SYNTHESIS AND CHARACTERIZATION OF TRANSITION ALUMINAS FROM RECYCLED SCRAP ALUMINUM

Abstract

The aim of this study was to develop an alternative methodology for the synthesis of transition aluminas, in order to reduce ecological costs by using recycled metal scrap as raw material (cans of soft drinks) and generate a product with high added value. The synthesis technique employed yielded a precursor comprised of 55.4 % of bayerite, 41.2 % of boehmite, and ammonium salt, according the characterization performed with X-ray diffraction and quantification by the Rietveld method.

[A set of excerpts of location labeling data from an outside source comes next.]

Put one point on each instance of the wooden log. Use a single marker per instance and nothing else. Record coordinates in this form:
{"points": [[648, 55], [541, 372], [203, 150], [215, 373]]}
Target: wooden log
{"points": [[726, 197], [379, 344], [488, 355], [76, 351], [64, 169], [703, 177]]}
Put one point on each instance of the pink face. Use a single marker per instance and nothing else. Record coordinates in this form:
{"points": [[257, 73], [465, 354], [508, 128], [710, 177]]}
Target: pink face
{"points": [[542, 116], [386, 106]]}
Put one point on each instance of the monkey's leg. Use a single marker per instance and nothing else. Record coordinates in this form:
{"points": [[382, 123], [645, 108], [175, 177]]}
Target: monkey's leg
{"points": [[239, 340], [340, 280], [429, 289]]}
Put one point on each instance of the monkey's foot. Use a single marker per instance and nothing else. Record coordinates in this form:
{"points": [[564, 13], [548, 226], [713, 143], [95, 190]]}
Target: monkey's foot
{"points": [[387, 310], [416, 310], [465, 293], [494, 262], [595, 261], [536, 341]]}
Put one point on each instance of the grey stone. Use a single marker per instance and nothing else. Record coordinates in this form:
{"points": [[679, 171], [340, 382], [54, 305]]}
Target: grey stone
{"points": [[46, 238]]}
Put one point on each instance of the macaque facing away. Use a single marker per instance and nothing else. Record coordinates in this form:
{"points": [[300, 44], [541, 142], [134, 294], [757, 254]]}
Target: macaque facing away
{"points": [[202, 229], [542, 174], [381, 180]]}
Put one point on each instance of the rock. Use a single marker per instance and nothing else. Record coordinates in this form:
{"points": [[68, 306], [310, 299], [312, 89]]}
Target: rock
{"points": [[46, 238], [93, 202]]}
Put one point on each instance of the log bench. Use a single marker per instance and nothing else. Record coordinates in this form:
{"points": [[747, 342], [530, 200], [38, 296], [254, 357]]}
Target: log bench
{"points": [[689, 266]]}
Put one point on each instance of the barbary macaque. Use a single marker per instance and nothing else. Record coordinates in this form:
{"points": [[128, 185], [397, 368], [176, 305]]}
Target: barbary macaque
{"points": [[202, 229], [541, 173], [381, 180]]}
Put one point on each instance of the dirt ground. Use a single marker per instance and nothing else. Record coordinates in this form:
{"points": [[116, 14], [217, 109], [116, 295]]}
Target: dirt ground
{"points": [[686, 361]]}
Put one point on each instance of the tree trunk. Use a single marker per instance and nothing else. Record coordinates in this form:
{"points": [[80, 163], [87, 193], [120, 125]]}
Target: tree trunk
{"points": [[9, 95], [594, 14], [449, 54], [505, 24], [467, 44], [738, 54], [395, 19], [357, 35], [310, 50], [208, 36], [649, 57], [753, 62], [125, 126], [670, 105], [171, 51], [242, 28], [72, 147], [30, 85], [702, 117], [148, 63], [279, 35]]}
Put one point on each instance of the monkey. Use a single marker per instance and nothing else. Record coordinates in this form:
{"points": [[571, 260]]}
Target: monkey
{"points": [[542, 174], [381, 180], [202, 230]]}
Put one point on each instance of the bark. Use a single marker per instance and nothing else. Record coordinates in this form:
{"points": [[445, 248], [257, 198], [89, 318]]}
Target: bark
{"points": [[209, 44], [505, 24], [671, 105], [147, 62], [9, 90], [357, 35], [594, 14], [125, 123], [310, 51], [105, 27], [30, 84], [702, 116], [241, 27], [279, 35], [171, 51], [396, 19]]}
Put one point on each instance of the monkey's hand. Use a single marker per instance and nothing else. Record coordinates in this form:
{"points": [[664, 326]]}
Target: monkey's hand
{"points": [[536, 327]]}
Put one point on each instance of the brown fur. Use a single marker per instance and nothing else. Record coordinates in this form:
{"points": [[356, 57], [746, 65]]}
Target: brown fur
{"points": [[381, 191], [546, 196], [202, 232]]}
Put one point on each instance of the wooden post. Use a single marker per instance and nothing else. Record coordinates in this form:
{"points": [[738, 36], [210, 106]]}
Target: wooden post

The ammonium chloride salt present is not relevant for the process, since given its solubility in water, it could be eliminated by successive washing. Scanning electron microscopy evaluations showed the presence of agglomerates of particles between 50 and 300 μm. A bimodal grain sizes distribution was detected during the laser granulometric test. Thermogravimetric analysis of the precursor indicated a 40.6 % total weight loss at 1000 ºC. The heat treatments at 350 and 750 ºC of precipitates for 1, 2 and 4 h, produced various transition aluminas (γ, η, θ), which are products where value has been added and might have a potential use as binders in monolithic products, catalyst support, or additives for puzzolanic materials, among others.